Là tu es réalisateur. Comment franchis-tu le cape ?
F.B.
 : Chez Lavilliers. Quand Bernard amenait sa musique, on l’arrangeait de manière collégiale. Quand c’était une musique de l’un de nous, la convention c’était que celui qui amène la chanson l’arrange. Ça m’a amené à écrire les partitions de tous les instruments. Et comme je connaissais le solfège, c’est moi qui écrivais les cuivres par exemple. Au fur et à mesure des besoins, j’ai acheté le traité de l’orchestration en librairie. Bref, j’ai bossé.

Pour l’anecdote, tu as aussi écrit une chanson pour Johnny Hallyday !
F.B.
 : Oui, une seule. Mais je ne l’ai jamais croisé. C’est « La fille d’en face ». Elle est sortie en 45t, mais elle n’a pas marché. Les paroles étaient de Lavilliers.

Qu’est-ce qui te motiverait en 2024 ?
F.B. :
J’aimerai faire du théâtre musical, du ballet. Ou alors entrer dans un groupe qui existe, qui tourne déjà. Mais personne ne va me le demander à mon âge.

Par exemple ?
F.B.
 : Si on me proposait Shaka Ponk, je ne dirais pas non ! C’est aux antipodes de ma musique, mais j’ai pris une telle claque lorsque je les ai vus sur scène.  Sur disque, leur rock est trop frustre pour me passionner. Mais c’était tellement costaud à voir ! Les réarrangements de leur reprise de Nirvana « Smell like teen spirit » m’ont mis sur le cul. Mais ils ne vont pas s’encombrer d’un vieux musicien ! La probabilité pour qu’un groupe de rock fasse appel à moi est minuscule. Il faudrait lancer la tendance du rock gériatrique ! (rire). Passé 70 ans c’est trop tard.

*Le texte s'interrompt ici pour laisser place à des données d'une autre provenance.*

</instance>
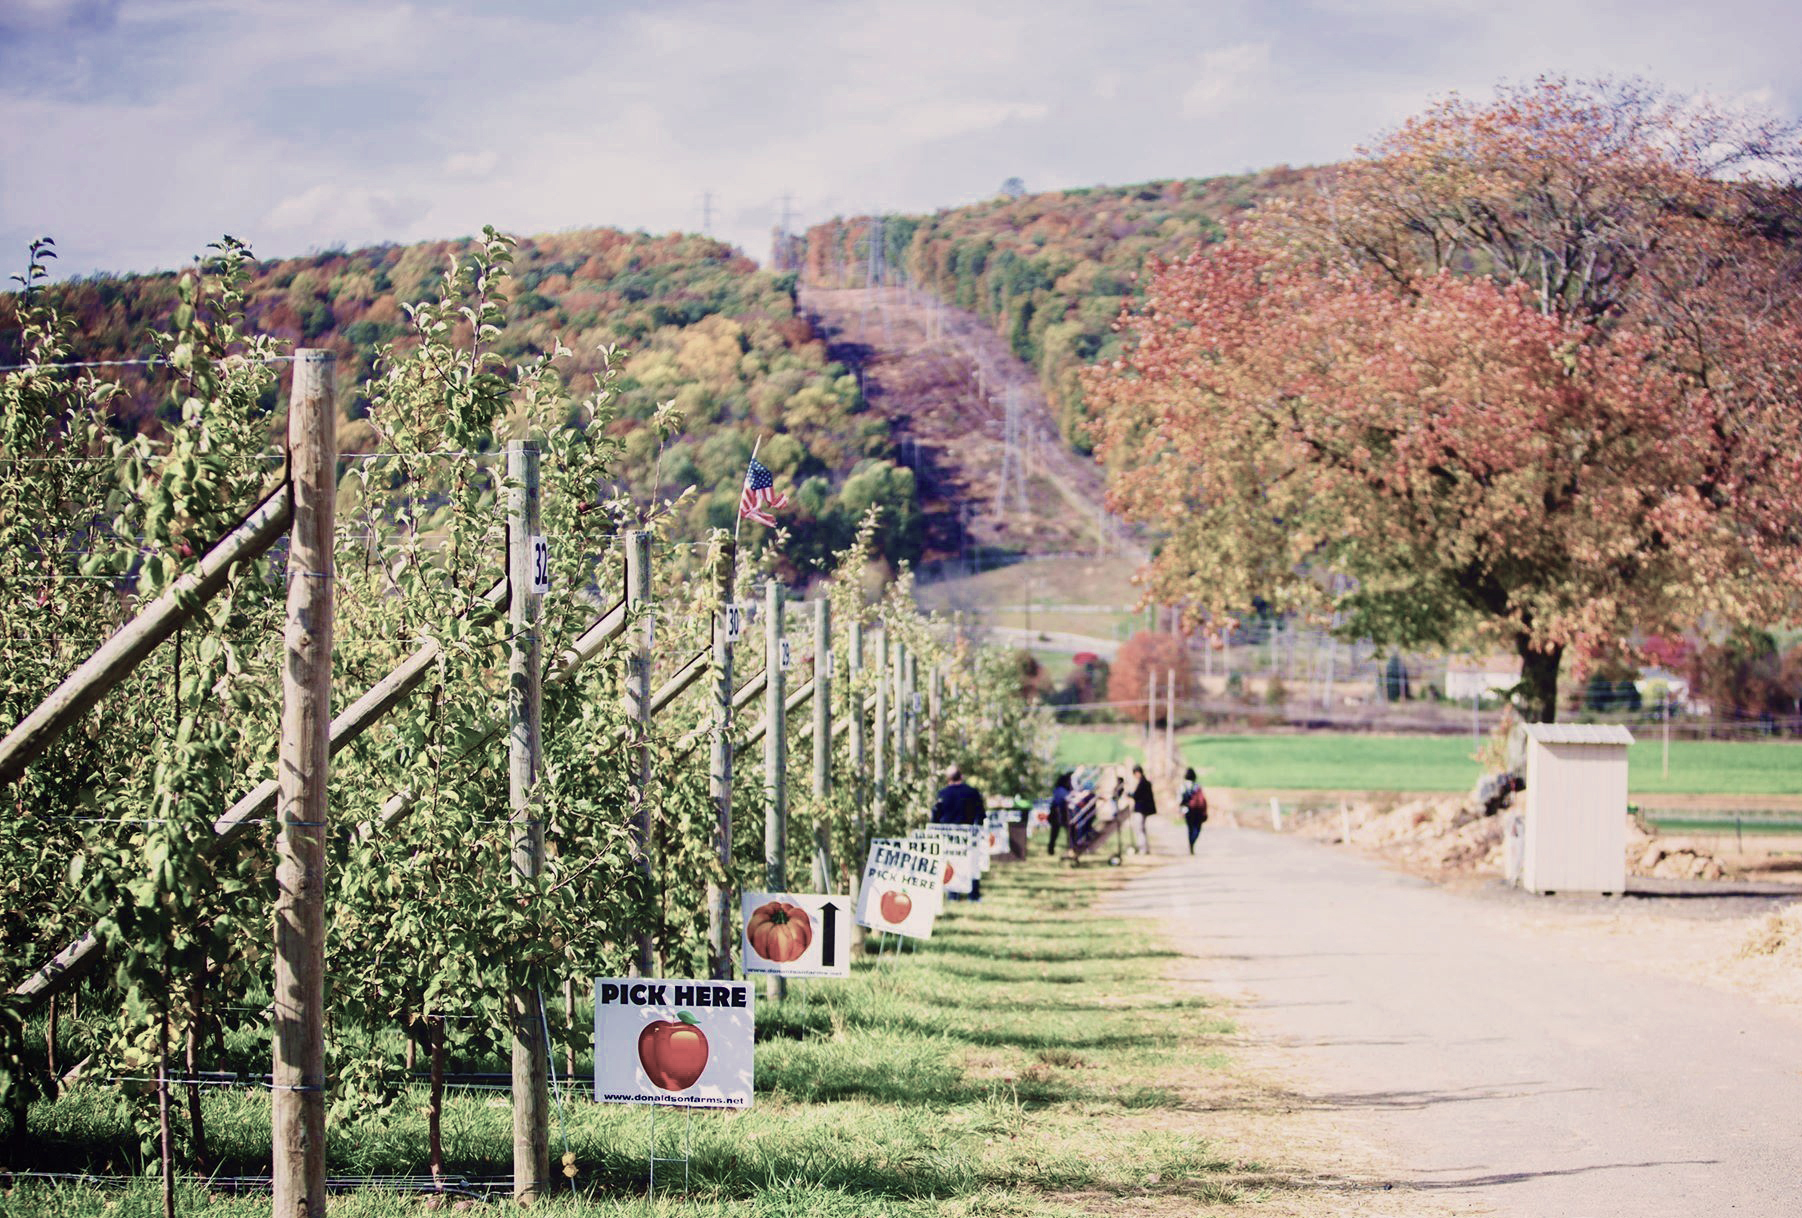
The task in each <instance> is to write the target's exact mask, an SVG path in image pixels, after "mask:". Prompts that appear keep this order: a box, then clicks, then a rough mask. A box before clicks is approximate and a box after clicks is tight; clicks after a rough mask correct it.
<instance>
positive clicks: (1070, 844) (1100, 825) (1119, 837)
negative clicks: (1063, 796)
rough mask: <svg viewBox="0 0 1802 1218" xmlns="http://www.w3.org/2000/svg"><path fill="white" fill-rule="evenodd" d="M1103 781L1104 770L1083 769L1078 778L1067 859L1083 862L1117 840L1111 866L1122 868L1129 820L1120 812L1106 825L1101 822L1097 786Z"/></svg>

Tu travailles tes propres compositions ?
F.B. :
  Compte tenu de la difficulté de jouer en public, je compose pour moi. J’ai sorti mon troisième album solo en 2019. Quand on a remonté Nemo, j’ai vite vu que personne n’en avait rien à foutre. J’en parle comme d’une humiliation. Quand tu as joué dans le monde entier, tu ne peux plus recommencer comme à 18 ans. Je ne vais pas supplier un patron de bar pour jouer un gig à 50 euros !

Tu as eu des problèmes pour vivre de la musique à tes débuts ?
François Bréant :
Oui, mais quand ça marchait, ça générait beaucoup d’argent. Le problème aujourd’hui, c’est que même lorsque ça marche, ça ne génère plus d’argent.

Ton album solo est d’influence progressive ?
F.B. :
J’ai du mal à répondre. Je suis une vraie éponge, je me nourris de tout. Mais oui, c’est plutôt accès Progressif autour des claviers bien-sûr. C’est aussi teinté de jazz et même de classique lorsqu’elle est orientée musique de film. Sans oublier Frank Zappa qui est une influence majeure pour moi justement parce qu’il mélange tout sans avoir peur du mauvais goût. Ce kitch fait partie de son esthétique. Je fais mienne cette insouciance du collage. J’admire aussi, un peu comme tout le monde, les Beatles. Eux aussi ont fait feu de tout bois et n’ont pas eu peur de passer de Ob-la-di Ob-la-da à Revolution. Andy Warhol a bien symbolisé ce côté pop art du mélange. Dans mon expression personnelle, c’est ça. Je m’octroie le droit de mélanger les genres.

C’est vrai pour les 3 albums solos ?
F.B. :
Oui. Je mélange tout et j’espère que ça fonctionne pour les auditeurs. J’ai eu un beau succès d’estime pour les deux premiers sortis au début des années 80. Les disques étaient auto-produits mais distribués par Barclay via Egg. Du coup, distribués et pressés dans le monde entier. J’en ai vendu 12 000 de chaque, ce qui reste un bon score pour de la musique instrumentale. Pour le dernier, c’est beaucoup plus compliqué.